Listened to This Week in Google 461 The Backhaul Gonna Bite Ya by Leo Laporte, Jeff Jarvis, Stacey Higginbotham from TWiT.tv
Mega Merger Yes, Net Neutrality No
  • Net Neutrality Ends! AT&T/Time Warner merger approved! Comcast to buy Fox! What it all means.
  • Facebook's new political ad policy angers publishers
  • Pixel 3 Leak
  • Amazon Cube combines Alexa with a universal remote
  • Tanzania outlaws unregistered bloggers
  • Plume offers subscription Wi-Fi
Picks of the Week:
  • Stacey's Thing: Wyze Pan Cam
  • Jeff's Number: Google turning 20
  • Leo's Tool: Brittanica Insight

Sketches of my Home and About page designs

Replied to a post by Greg McVerryGreg McVerry (INTERTEXTrEVOLUTION)

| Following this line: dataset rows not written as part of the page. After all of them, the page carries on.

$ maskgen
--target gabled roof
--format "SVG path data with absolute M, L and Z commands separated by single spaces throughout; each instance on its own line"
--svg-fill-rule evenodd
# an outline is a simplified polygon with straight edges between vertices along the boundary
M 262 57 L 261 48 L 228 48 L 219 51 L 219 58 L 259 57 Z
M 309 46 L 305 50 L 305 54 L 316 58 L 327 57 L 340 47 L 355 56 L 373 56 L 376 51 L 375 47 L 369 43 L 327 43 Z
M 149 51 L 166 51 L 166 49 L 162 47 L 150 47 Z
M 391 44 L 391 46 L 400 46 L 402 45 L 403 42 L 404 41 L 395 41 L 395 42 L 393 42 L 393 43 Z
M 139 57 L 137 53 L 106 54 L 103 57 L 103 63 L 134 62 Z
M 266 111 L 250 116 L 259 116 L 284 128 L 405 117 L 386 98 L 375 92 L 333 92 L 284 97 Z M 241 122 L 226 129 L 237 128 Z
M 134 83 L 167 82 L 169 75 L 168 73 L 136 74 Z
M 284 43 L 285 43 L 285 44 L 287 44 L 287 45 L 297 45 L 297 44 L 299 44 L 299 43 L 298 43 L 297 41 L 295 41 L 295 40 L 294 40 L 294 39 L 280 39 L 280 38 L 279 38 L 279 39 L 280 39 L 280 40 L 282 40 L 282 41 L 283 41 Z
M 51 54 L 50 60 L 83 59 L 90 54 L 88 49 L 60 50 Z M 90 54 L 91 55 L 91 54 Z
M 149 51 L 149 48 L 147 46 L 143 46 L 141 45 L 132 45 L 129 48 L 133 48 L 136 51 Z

For today’s #dailyponderance I want you to put the computer away, grab some paper and pencil and map out what you think your homepage and about me page should contain.

You don’t need to be an artist, boxes and stuick figures will do.

You don’t have to be writer. Copy can come later. Think layout.

If you already have an about me and a home page sketch it out for others to see what your “prototype” looks like.

I’ve actually been doing some small revamping of both my Home and my About pages on the site recently, so this is actually a nice little exercise that’s reminding me about some of the small changes I’d like to effect. It also reminds me of some of the changes I want to make with regard to some of my menu structures too.

Lately I’ve added a bunch of different ways to slice and dice the content on my site so that readers can hopefully more easily find or discover the content they may be most interested in reading.  I’ve also been trying to pare down on the amount of information and detail which I present.